Linksys Velop MX4200 router and Velop MX12600 mesh system: Detail photos
Linksys Velop MX4200 / MX12600: Reliable Wi-Fi for a large home
I tested the Velop MX4200 both as a 3-pack mesh system and a single router, and it performed as expected. That’s of course with its modest hardware specs and the lack of a multi-gig port in mind.
I used a few 2×2 Wi-Fi 6 and 4×4 / 3×3 Wi-Fi 5 clients for the testing. More on that in this post on how to test Wi-Fi.
Fast performance as a single router
As a router, the MX4200 did quite well. My 2×2 Wi-Fi 6 client connected at 1.2Gbps of negotiated speed and managed to average some 860Mbps at a close range and more than 800Mbps at 40 feet (12m) away. That was the case when I used either of the router’s two 5GHz bands.
Just for kicks, I used a second Wi-Fi 6 client for a wireless-to-wireless test. Now each of the two 5GHz bands hosted just one client. In this case, the sustained throughput was around 700Mbps with the distance up to 40 feet away. Note: one of the clients remained close to the router (less than 10 feet) at all times.
On the Wi-Fi 5 front, my 4×4 clients managed to connect at 1.7Gbps and had a sustained speed of almost 830Mbps at a close range. At 40 feet away, my 3×3 clients had sustained speeds of some 570Mbps, via the negotiated connection that fluctuated between 887Mbps and 1.3Gbps.
On the 2.4GHz band, the MX4200 also did very well. In fact, it was faster than the MX5300 despite having lower specs.
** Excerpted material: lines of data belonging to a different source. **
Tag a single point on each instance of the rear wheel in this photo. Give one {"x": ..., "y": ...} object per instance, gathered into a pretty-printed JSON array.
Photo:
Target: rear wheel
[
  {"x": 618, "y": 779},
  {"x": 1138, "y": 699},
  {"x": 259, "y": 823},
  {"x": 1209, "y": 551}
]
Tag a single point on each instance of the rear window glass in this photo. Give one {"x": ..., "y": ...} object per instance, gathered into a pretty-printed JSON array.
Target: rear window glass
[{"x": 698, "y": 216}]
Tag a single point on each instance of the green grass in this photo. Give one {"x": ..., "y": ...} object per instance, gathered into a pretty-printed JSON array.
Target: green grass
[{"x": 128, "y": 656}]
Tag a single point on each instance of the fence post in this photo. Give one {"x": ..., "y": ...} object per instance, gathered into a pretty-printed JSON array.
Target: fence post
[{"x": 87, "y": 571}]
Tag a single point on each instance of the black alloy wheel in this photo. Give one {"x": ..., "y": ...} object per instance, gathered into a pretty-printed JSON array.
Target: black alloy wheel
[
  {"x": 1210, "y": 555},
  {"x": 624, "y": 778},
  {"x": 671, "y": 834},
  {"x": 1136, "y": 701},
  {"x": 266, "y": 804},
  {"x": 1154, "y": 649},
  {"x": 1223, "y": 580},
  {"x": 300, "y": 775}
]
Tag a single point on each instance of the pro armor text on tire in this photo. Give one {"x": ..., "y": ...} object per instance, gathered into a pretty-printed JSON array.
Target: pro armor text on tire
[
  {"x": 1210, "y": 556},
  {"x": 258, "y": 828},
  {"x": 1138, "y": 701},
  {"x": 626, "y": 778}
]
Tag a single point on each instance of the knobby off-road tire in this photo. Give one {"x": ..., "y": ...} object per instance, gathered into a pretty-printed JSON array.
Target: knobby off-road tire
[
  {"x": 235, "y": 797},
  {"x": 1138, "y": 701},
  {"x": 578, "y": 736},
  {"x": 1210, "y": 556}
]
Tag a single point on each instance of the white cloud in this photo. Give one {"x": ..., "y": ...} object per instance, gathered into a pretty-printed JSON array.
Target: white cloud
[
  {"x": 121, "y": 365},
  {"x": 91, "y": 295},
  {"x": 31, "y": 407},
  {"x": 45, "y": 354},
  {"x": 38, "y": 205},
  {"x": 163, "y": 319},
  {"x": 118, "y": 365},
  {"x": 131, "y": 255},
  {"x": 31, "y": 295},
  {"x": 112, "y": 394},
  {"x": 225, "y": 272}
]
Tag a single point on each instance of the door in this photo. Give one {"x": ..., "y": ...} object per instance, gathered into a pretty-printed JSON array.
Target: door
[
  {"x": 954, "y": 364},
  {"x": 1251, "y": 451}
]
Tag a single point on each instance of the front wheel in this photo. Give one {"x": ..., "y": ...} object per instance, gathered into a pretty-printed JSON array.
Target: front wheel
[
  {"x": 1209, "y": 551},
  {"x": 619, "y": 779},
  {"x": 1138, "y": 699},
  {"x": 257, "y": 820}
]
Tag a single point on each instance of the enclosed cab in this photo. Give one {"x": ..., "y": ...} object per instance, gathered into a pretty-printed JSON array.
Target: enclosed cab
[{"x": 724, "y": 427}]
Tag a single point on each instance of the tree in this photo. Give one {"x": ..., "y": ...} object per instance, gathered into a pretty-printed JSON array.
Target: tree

Note that since many Wi-Fi 6 mesh systems don’t allow for separating the Wi-Fi bands (as two different networks), I compared the MX4200’s performance on the 2.4GHz band also with other standalone routers.
A single MX4200 unit has about the same range as that of the MX5300, so if you live in a home of some 1800 ft2 (167 m2) or so, a 1-pack can handle that. However, in this case, you probably are better off picking one of these standard alone routers, considering the cost.
Reliable but average Mesh speeds
Having “dynamic backhaul,” the MX12600 effectively has no dedicated backhaul band. And it seemed in my testing that the system did suffer a bit from signal loss. It was generally slower than other systems with a dedicated backhaul band.
(Note: Depending on your situation, the mesh might work as one with a dedicated backhaul. The way it’s designed, though, it’s impossible to make sure of that. The numbers on the charts below were those I got from over a week of real-world experience. )
Still, it did well with the sustained Wi-Fi 6 speeds averaging between 290Mbs and 450Mbps. Interestingly, Wi-Fi 5 clients had a better deal with connecting to the MX4200 working as a satellite. My 3×3 test device registered 534Mbps and 320Mbps at the close and long ranges, respectively.
The MX4200 passed my 5-day stress tests with no issues. I also noted that clients were able to move between hardware units (router and satellites) seamlessly, which has always been a strong point of Linksys Velop.
Fast NAS speeds
Similar to the MX5300, the MX4200 did well in my NAS tests. I tested it using a few portable drives and, via a Gigabit connection, it averaged some 110MB/s for both read and write tests.
As mentioned above, when working as a mesh system, the MX12600 can host multiple portable drives — one at each hardware unit.
I connected a second portable drive on a wireless node (40 feet away) and did a test via a Gigabit connection to the router. The performance now averaged some 100MB/s for writing but just about 62MB/s for reading.
So if you want to host multiple drives, the Velop MX12600 will get the job done. But if you want the best performance, it’s best to use the router unit as the storage host.
The Linksys Velop MX4200 Tri-Band AX4200 Mesh Wi-Fi 6 System is in no way the fastest Wi-Fi 6 mesh system, nor is it one with the most features. But it sure delivers in terms of Wi-Fi coverage and reliability.
On top of that, the fact it costs just around $500 for a pack of three hardware units means it’s a much better deal than the previous Linksys MX10 Velop AX. So if you’re a fan of Linksys Velop and living in a large home that’s not wired with network cables, this system is an excellent buy.